Efforts to clear New Zealand anti-vaccine protesters by blasting Barry Manilow songs on a loop have drawn criticism from police officers caught in the crossfire.
Hundreds of demonstrators — inspired by the “Freedom Convoy” of truckers in Canada — have been camped on the lawns of Parliament for a week, ignoring appeals from New Zealand Prime Minister Jacinda Ardern yesterday to “go home, and take your children.”
Attempts to move the protesters over the weekend included dousing them with sprinklers and pummeling them with sickly sweet songs such as Baby Shark, Macarena and Manilow’s Mandy.
Photo: AP
Wellington Police Chief Superintendent Corrie Parnell was unamused at the tongue-in-cheek tactics deployed by parliament officials, which appear to have steeled demonstrators’ determination not to move.
“It certainly wouldn’t be tactics or methodologies that we would endorse, and it’s something we would have preferred did not occur, but it did occur, so we have to deal with what we’ve got in front of us,” Parnell told Radio New Zealand.
Parnell urged protesters who arrived as part of a convoy last week to move vehicles that were still blocking streets.

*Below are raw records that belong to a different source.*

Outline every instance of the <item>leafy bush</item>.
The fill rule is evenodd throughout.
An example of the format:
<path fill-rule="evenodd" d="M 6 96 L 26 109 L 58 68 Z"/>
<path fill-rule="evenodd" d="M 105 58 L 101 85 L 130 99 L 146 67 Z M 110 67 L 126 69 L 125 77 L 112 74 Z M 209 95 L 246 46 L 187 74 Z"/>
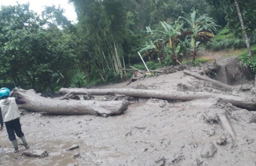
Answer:
<path fill-rule="evenodd" d="M 85 87 L 87 83 L 87 80 L 85 79 L 86 76 L 84 72 L 77 70 L 71 79 L 70 87 L 79 88 Z"/>
<path fill-rule="evenodd" d="M 239 60 L 243 65 L 256 73 L 256 57 L 251 57 L 249 54 L 245 54 L 238 57 Z"/>
<path fill-rule="evenodd" d="M 145 63 L 148 70 L 155 70 L 161 68 L 162 66 L 161 64 L 154 61 L 147 62 Z M 133 67 L 139 70 L 147 70 L 147 68 L 144 63 L 136 64 L 133 65 Z"/>
<path fill-rule="evenodd" d="M 114 71 L 111 69 L 106 76 L 106 81 L 108 82 L 119 83 L 121 81 L 121 77 L 120 74 L 115 73 Z"/>
<path fill-rule="evenodd" d="M 219 51 L 231 48 L 234 44 L 234 39 L 224 39 L 220 41 L 213 41 L 206 44 L 206 48 L 212 49 L 214 51 Z"/>

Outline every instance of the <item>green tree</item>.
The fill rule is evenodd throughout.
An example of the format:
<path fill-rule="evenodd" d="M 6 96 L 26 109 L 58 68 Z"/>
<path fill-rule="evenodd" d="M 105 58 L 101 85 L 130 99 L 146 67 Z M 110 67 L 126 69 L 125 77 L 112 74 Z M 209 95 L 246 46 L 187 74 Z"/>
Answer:
<path fill-rule="evenodd" d="M 213 31 L 216 31 L 217 25 L 215 21 L 205 15 L 196 17 L 196 13 L 193 12 L 190 15 L 186 15 L 183 18 L 188 25 L 187 30 L 191 32 L 190 47 L 193 54 L 193 62 L 195 62 L 196 52 L 199 50 L 200 42 L 198 40 L 201 38 L 203 40 L 210 40 L 209 37 L 214 37 Z"/>

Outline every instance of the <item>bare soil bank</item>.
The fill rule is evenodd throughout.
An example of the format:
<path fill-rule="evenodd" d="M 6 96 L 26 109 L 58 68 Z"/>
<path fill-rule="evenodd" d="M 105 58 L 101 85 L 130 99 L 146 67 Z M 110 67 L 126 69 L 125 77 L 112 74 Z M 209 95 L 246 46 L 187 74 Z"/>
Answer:
<path fill-rule="evenodd" d="M 252 85 L 233 91 L 182 72 L 127 83 L 97 88 L 207 92 L 256 101 Z M 22 127 L 31 148 L 45 150 L 49 156 L 16 157 L 24 148 L 20 146 L 21 152 L 13 153 L 4 129 L 0 132 L 1 166 L 255 165 L 256 114 L 213 99 L 170 103 L 139 99 L 124 114 L 106 118 L 24 114 Z M 231 134 L 217 120 L 222 114 L 230 122 Z M 74 144 L 79 147 L 66 150 Z"/>

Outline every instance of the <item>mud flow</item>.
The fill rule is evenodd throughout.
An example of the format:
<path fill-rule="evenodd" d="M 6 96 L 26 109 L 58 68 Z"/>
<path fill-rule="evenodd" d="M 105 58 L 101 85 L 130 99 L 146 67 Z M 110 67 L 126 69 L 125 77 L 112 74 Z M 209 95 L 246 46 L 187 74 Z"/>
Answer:
<path fill-rule="evenodd" d="M 246 86 L 239 85 L 240 88 L 232 90 L 180 71 L 141 79 L 128 85 L 123 82 L 98 88 L 210 92 L 256 101 L 256 88 L 250 83 L 244 82 Z M 130 102 L 123 114 L 106 118 L 24 112 L 21 118 L 22 128 L 30 149 L 45 150 L 48 155 L 43 157 L 21 156 L 25 150 L 21 145 L 19 153 L 13 153 L 4 128 L 0 132 L 0 164 L 255 165 L 254 112 L 228 103 L 217 102 L 214 98 L 186 102 L 138 98 Z M 18 141 L 21 143 L 20 139 Z M 66 150 L 75 144 L 79 147 Z"/>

He also defended the hands-off approach adopted by police since Thursday, when officers tried to forcibly clear the lawns, resulting in violent clashes and more than 120 arrests.
“This is not a matter of ... arresting your way out of it,” he said, calling on protest organizers to negotiate in good faith.
While the original convoy was promoted as a demonstration against vaccine mandates, Ardern said it was clearly now being dominated by anti-vaccination activists.
“What we’ve seen out there seems to be much more anti-vaccination than anything else,” she told TV3.
“It’s included yelling abuse at people who are walking around with masks on ... there are signs calling for the execution of politicians ... we’ve seen some horrific behavior down there,” she said.